Calling draw()

I’ve tried to call draw() myself to better control the framerate during long calculations, but it doesn’t seem to draw anything when i call it myself. Is it normal?

Hi!
How can u understand that something happens while the draw() executes itself 60 times per second? The way I can visualize it, is like issuing just a “break” on the function calling it?

Draw has to be called within the correct context for it to work properly (i.e. drawing commands only work in setup() and draw() and only if called by Codea not yourself). If you are performing long calculations within draw, you still wont see anything because Codea won’t display anything until draw has actually ended and it gets the chance to present the contents of the framebuffer to the screen. You may want to look using coroutines to perform long calculations and yield every so often to allow draw to finish.

.@John thanks for the answer. I dont really understand why the drawing could not be triggered by the user? If i call draw myself, then that means i give Codea the priority to draw at this moment, so it should not return until it has finished to refresh the screen. If an explicit command is needed then why not refreshDisplay() at the end of Draw()?
Anyway, i’ll take that as a rule, and will find some solution. It’s just direct call to draw would have been easier that using coroutines (when long loops are in functions called several levels below the top level, then the use of coroutines is more complex to setup, because co.yield() has to be managed all along the calling chain, which is not really what coroutines are made for)

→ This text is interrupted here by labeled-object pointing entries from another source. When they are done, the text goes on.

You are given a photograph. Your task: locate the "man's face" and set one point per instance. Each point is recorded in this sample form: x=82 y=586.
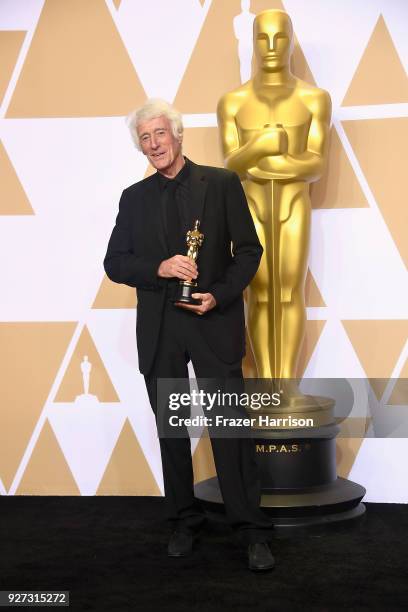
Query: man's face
x=158 y=143
x=273 y=41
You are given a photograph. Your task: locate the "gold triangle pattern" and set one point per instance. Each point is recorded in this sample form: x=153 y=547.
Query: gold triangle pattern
x=75 y=46
x=114 y=295
x=47 y=472
x=13 y=199
x=338 y=187
x=30 y=356
x=313 y=332
x=128 y=472
x=378 y=345
x=380 y=146
x=380 y=77
x=203 y=459
x=313 y=297
x=10 y=45
x=399 y=395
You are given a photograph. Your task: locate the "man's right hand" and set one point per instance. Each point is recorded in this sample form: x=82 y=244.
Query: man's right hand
x=179 y=266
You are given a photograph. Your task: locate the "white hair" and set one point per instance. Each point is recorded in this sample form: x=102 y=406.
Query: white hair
x=155 y=107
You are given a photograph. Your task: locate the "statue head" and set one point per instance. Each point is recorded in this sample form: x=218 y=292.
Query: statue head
x=273 y=40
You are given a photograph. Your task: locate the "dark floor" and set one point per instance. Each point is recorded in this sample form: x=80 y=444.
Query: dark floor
x=110 y=553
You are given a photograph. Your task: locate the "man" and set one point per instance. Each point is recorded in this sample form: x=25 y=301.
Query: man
x=145 y=251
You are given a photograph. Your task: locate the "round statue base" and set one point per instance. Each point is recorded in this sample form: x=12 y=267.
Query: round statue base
x=312 y=510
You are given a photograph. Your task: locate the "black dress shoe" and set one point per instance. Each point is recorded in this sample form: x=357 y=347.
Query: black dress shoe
x=180 y=544
x=260 y=557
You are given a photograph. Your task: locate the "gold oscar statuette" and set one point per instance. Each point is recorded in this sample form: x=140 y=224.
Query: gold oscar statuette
x=194 y=239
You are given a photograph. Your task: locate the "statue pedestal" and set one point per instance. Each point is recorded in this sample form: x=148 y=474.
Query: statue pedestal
x=300 y=486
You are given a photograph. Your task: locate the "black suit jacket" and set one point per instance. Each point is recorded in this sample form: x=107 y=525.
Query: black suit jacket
x=138 y=245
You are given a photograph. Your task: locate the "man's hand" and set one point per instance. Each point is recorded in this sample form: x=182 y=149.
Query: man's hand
x=179 y=266
x=207 y=303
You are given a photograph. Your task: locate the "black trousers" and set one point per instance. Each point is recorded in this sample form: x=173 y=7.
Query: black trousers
x=181 y=341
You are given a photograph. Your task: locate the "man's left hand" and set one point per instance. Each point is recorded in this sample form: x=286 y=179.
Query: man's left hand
x=207 y=303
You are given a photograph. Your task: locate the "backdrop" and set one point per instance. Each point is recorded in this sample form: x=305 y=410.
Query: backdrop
x=70 y=71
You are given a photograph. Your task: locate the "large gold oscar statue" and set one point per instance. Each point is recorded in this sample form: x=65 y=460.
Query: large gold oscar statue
x=274 y=132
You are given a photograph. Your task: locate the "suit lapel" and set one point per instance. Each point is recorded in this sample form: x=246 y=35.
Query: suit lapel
x=198 y=188
x=153 y=214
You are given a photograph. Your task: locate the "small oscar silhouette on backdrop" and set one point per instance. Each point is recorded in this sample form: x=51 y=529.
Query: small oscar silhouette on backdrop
x=194 y=239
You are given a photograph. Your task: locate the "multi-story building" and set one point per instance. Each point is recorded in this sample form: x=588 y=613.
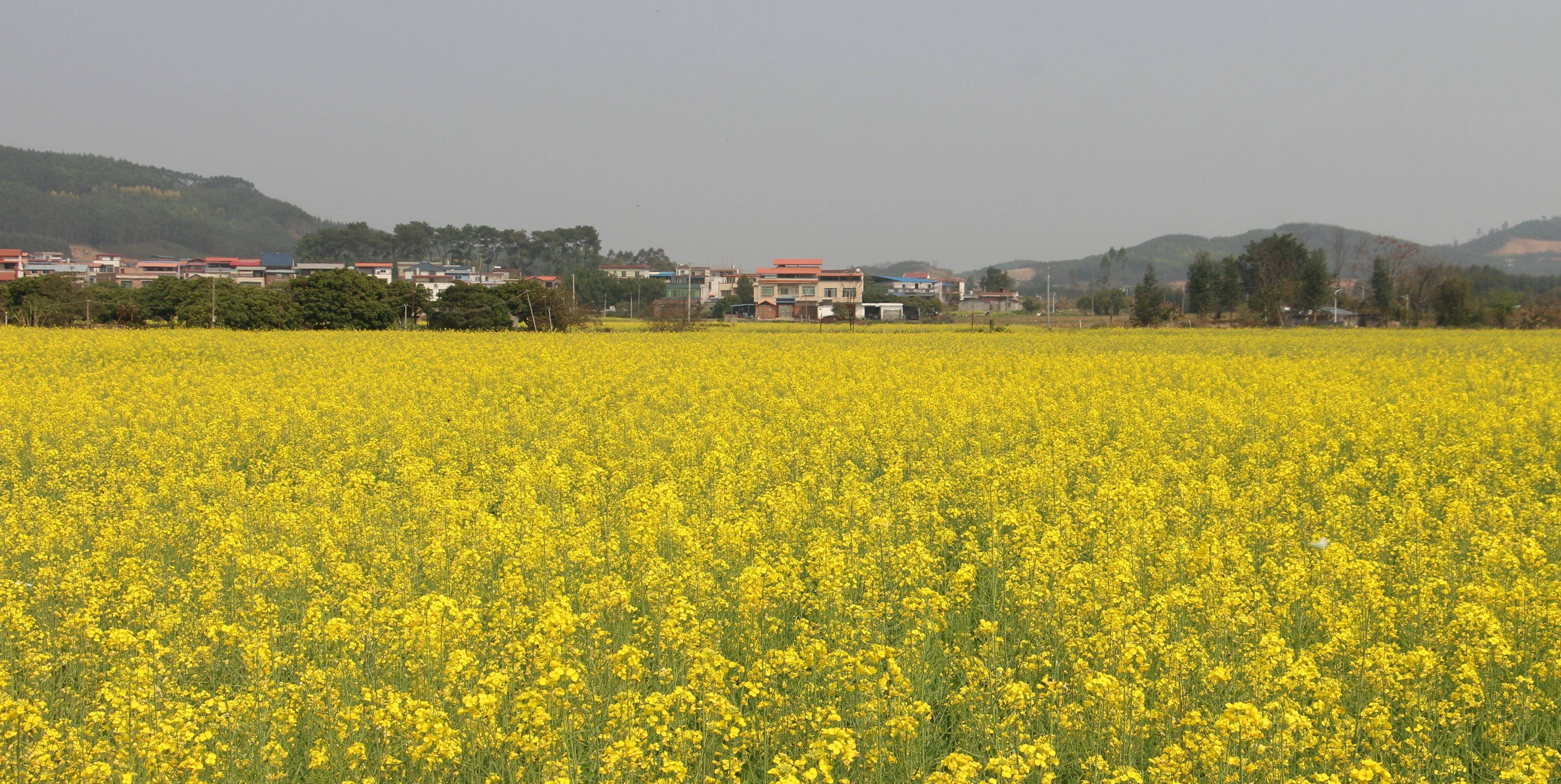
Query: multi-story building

.@panoGR the problem is that during a long calculation (10s for instance) the draw() will not be called 60 times per seconds, but only when the calculation is finished. Codea does not call it at 60fps, but just try to call it: if the computing is busy with another routine, then it gives up.

Given that draw() is called automatically, you really ought to reorganise your long calculations so that you do them bit by bit and then at the end of each cycle or part you can update a progress meter so that the user (or you) knows that the app hasn’t crashed.

@Jmv38 I came upon that issue trying to implement a “pause” command. “While do …end” didn’t work exactly as It was expected (with serial programming approach) . If draw() has a “serial” behavior I can not understand why the following code crash:


-- test

-- Use this function to perform your initial setup
function setup()
    print("Hello World!")
end

-- This function gets called once every frame
function draw()
    -- This sets a dark background color 
    print("test")
    background(40, 40, 50)
    fontSize(40)
    fill(255)
    
for i=1,10 do
    
    sound(SOUND_PICKUP, 28331)
    
    j=1
      while j<200 do
        print("hello")
      j=j+1       
      end
    end
    
end

.@PanosGR - the reason your app crashed is because you are trying to print out the string “hello” 2000 times and you are trying to do it ~60 times per second.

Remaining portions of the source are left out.